Triunfo era un espíritu, en realidad; cuando ese espíritu ya pudo expresarse libremente, Ezcurra no quiso tirar la toalla; siguió disparando desde la revista, la hizo más cultural, más centrada en el vislumbre de los acontecimientos del futuro; se planteaba, con la complicidad de colaboradores tan lúcidos como Juan Cueto, el fin de la cultura tal como la conocíamos; el último número, que apareció en 1982, cuando ya la revista era mensual, abordaba precisamente el futuro de la cultura. Un futuro que, para su melancolía, se tragaba su publicación quizá antes de que hubiera rendido sus últimos servicios de reflexión y de análisis.
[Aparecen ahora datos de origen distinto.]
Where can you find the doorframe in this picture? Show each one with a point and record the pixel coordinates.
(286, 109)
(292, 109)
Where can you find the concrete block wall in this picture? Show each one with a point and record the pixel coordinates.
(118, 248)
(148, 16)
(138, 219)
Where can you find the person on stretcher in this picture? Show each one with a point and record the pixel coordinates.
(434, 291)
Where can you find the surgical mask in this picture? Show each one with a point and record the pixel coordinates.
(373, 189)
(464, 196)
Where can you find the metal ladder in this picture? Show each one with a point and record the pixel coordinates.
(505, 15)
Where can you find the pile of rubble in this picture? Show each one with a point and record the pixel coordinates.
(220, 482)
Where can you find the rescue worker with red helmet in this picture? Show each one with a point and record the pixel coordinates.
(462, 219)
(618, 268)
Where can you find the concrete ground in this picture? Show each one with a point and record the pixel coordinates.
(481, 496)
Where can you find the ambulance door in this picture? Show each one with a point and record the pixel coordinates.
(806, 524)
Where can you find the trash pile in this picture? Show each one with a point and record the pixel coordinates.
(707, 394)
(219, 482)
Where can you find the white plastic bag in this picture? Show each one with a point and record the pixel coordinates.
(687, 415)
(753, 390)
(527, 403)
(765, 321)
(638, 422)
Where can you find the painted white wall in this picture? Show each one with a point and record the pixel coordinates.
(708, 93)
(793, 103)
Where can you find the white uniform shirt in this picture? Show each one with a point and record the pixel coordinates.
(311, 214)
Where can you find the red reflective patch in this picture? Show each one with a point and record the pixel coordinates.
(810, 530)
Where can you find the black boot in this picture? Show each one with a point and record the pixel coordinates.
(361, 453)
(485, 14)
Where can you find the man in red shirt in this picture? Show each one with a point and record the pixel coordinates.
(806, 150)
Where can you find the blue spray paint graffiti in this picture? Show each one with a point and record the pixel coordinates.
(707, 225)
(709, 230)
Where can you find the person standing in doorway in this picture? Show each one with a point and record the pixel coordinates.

Le dio rabia a Ezcurra. Dijo, cuando la revista entró en la hemeroteca digital, aventura que le tenía fascinado: "(...) En aquella confusa e irreflexiva época de balbuciente democracia con profusión de partidos políticos a la caza de poltronas en el Congreso y en el Senado, la revista inició su declive porque buena parte de sus leales olvidaron a Triunfo y sus méritos". Eso le obsesionó, y fue esa obsesión la que marcó su reivindicación de la historia de Triunfo. El entusiasmo con que abordó esa tarea contra el olvido queda sintetizada en esta otra consideración: "(...) La revista sufrió una caída ya imparable que le condujo en 1982 a un final paradójico y desolador: la publicación que más había luchado y padecido en España por la libertad y la democracia, desaparecida a manos de la ley del mercado tres meses antes de que la izquierda de entonces llegara con mayoría absoluta al poder".
Tenía derecho a la melancolía. La combatió creando, desde aquel despacho que le dejaban sus hijos (que siguen en la industria editorial que abrieron su padre y su abuelo) en la plaza del Conde del Valle de Suchil, una asociación de amigos de Triunfo; impulsó reuniones, algunas muy serias, otras bien festivas (invitó a todos los colaboradores antiguos a un cocido, en 2007, preludio, creía él, de un clima que ya no se pudo prolongar; los tiempos son asesinos), y en definitiva cargó con una historia que le hizo feliz, a pesar de la amargura que marcó para él el fin de Triunfo. Era martillo de los olvidadizos, aquellos de nosotros que habláramos de cualquier historia en la que Triunfo debía aparecer como referencia; recordaba a cado rato episodios en los que, en efecto, la revista ayudó a que la nuestra fuera una historia mejor. Y se convirtió, en cierto modo, en el único verdadero redactor restante de Triunfo, que seguía escribiendo en el aire la memoria de la revista que él hizo con la idea de ofrecerla como plataforma para unos enloquecidos jóvenes que creían, con el apoyo y liderazgo de algunos veteranos, que, en efecto, se podía arrancar la playa debajo de los adoquines.
Tenía casi noventa años cuando le vimos Víctor y yo mismo en aquel despachito oscurecido pero luminoso, donde guardaba todos y cada uno de los ejemplares de aquel tiempo que se constituyó alrededor del Triunfo inolvidable de Ezcurra, de Haro, de Carandell, de Vázquez Montalbán..., de todos y cada uno de los que él te señalaba con el dedo como si hubieran formado parte de la misma foto: eran todos ellos antiguos alumnos de una escuela que él dirigió como si no se le oyera.